Venture capital firm Fearless Fund is not bowing out of its fight to resume its Striver’s Grant program. On June 3, the Eleventh Circuit Court of Appeals backed an injunction that halted the organizations’ support of Black women-led businesses.

Co-founder Arian Simone addressed the setback in her first televised interview since the court’s ruling with CNN’s Abby Phillip on Friday (June 7) evening. She called the hurdle disturbing, saying that the Civil Rights Act of 1866 had been flipped on its head and weaponized by the courts against the people the laws were created to protect — Black Americans.

Fearless Fund has been in litigation fighting back claims that they violate the act, which prohibits discrimination of race.
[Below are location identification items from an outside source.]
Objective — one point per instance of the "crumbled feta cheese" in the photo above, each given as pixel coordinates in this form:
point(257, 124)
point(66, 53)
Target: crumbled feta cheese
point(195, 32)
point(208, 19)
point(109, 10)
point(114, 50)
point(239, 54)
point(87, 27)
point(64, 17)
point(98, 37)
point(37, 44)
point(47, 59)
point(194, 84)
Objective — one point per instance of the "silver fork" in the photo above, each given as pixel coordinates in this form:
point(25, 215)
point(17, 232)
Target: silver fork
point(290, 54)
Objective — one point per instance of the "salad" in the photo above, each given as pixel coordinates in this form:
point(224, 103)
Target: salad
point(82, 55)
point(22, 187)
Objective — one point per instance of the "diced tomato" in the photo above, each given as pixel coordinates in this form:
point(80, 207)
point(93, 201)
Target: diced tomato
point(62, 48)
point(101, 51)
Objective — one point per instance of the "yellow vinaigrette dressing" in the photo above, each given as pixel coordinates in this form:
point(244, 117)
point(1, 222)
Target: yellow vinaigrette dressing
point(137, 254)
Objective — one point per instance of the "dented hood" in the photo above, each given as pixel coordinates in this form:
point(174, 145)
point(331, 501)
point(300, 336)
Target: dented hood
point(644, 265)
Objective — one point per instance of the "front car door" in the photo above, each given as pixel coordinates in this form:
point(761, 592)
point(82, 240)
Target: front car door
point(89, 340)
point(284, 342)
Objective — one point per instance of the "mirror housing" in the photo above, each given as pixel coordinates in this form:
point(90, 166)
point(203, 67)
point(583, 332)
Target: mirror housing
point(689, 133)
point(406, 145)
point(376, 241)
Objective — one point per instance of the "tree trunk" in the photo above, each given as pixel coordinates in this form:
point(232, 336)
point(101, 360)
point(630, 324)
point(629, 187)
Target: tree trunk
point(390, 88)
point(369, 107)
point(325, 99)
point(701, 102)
The post-slavery legislation was designed to give newly freed enslaved people a chance and economic freedom.

Conservative group American Alliance for Equal Rights filed a lawsuit charging that the firm exercises discriminatory practices by excluding white and Asian women from its pool of applicants seeking $20,000 grants to scale their ventures.
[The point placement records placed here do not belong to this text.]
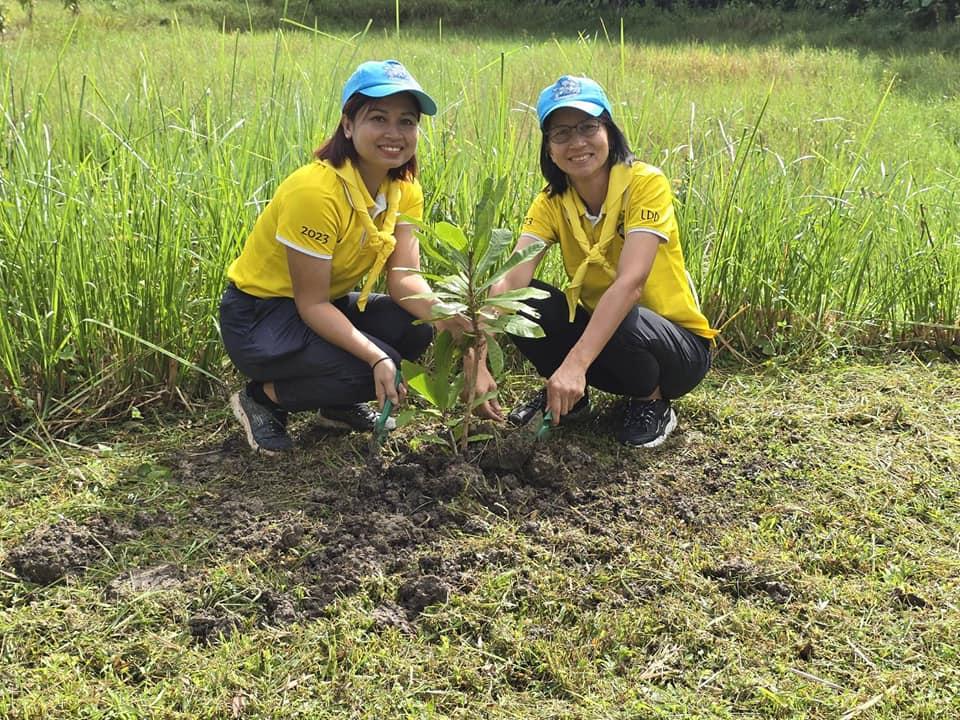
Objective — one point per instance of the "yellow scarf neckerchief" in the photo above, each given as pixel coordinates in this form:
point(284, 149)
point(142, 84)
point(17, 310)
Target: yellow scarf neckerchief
point(383, 240)
point(595, 254)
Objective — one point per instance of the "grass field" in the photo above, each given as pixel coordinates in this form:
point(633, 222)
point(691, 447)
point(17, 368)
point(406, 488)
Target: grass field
point(791, 552)
point(817, 189)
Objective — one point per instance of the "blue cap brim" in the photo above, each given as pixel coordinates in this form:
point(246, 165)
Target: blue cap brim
point(588, 107)
point(427, 105)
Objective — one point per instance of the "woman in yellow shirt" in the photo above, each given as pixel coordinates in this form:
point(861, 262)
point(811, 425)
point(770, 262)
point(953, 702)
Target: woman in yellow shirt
point(628, 321)
point(291, 320)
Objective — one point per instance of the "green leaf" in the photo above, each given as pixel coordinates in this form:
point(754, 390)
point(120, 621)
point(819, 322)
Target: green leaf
point(521, 326)
point(405, 417)
point(495, 356)
point(451, 235)
point(443, 310)
point(511, 306)
point(417, 379)
point(457, 285)
point(500, 241)
point(527, 293)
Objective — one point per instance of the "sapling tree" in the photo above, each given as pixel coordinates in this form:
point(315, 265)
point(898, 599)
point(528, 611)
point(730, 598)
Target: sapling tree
point(462, 272)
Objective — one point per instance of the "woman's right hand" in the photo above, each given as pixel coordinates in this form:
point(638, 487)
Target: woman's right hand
point(385, 382)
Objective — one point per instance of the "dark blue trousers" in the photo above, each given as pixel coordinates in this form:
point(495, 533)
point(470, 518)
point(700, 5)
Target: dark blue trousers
point(268, 342)
point(645, 352)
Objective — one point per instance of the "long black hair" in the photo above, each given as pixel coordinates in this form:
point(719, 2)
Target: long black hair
point(557, 182)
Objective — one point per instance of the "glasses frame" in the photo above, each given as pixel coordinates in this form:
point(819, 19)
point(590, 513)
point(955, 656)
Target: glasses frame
point(584, 128)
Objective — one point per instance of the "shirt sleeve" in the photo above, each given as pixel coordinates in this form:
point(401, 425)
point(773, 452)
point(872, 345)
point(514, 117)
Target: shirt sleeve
point(541, 219)
point(411, 201)
point(309, 220)
point(651, 206)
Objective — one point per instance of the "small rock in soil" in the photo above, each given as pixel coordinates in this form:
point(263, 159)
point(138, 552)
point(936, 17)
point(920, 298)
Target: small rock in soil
point(141, 580)
point(420, 592)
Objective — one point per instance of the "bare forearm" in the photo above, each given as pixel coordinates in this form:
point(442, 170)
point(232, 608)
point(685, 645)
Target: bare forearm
point(334, 327)
point(613, 307)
The fund was founded by Simone and Ayana Parsons to give Black women access to money for their entrepreneurial pursuits. Black women account for less than one percent of all venture capital funding. Fearless Fund’s mission is to close that gap. To date, more than 40 businesses have benefited from the firm’s $26 million worth of awarded grants.

Simone says now is the time that politicians back diversity, equity, and inclusion efforts, such as Fearless Fund. “I would like to signal and request to the president of the United States of America to issue an executive order to stand up for DEI. We deserve the right to protect the ability to fund marginalized communities and demographics that can be shown that there are clearly racial disparities,” she told Phillip.

The investor continued, “We deserve that. We need an executive order. We need a signal to the DOJ [Department of Justice]. We cannot just rely on the court systems right now. We need elected officials to state and show and put pen to paper to say where they stand on the issue of diversity, equity, and inclusion. Diversity is one of the values that this country prides themselves on, and we would like to see that our elected officials that we have in office take a stance.”

In a June 4 statement, the firm said that the court’s upholding of the injunction “isn’t the end, but the beginning of a renewed fight. We are committed more than ever to advocating for equity, pushing forward with resilience, and ensuring that women of color receive the opportunities they rightfully deserve.” Its legal team is exploring the next steps to take in their fight to resume their grant program.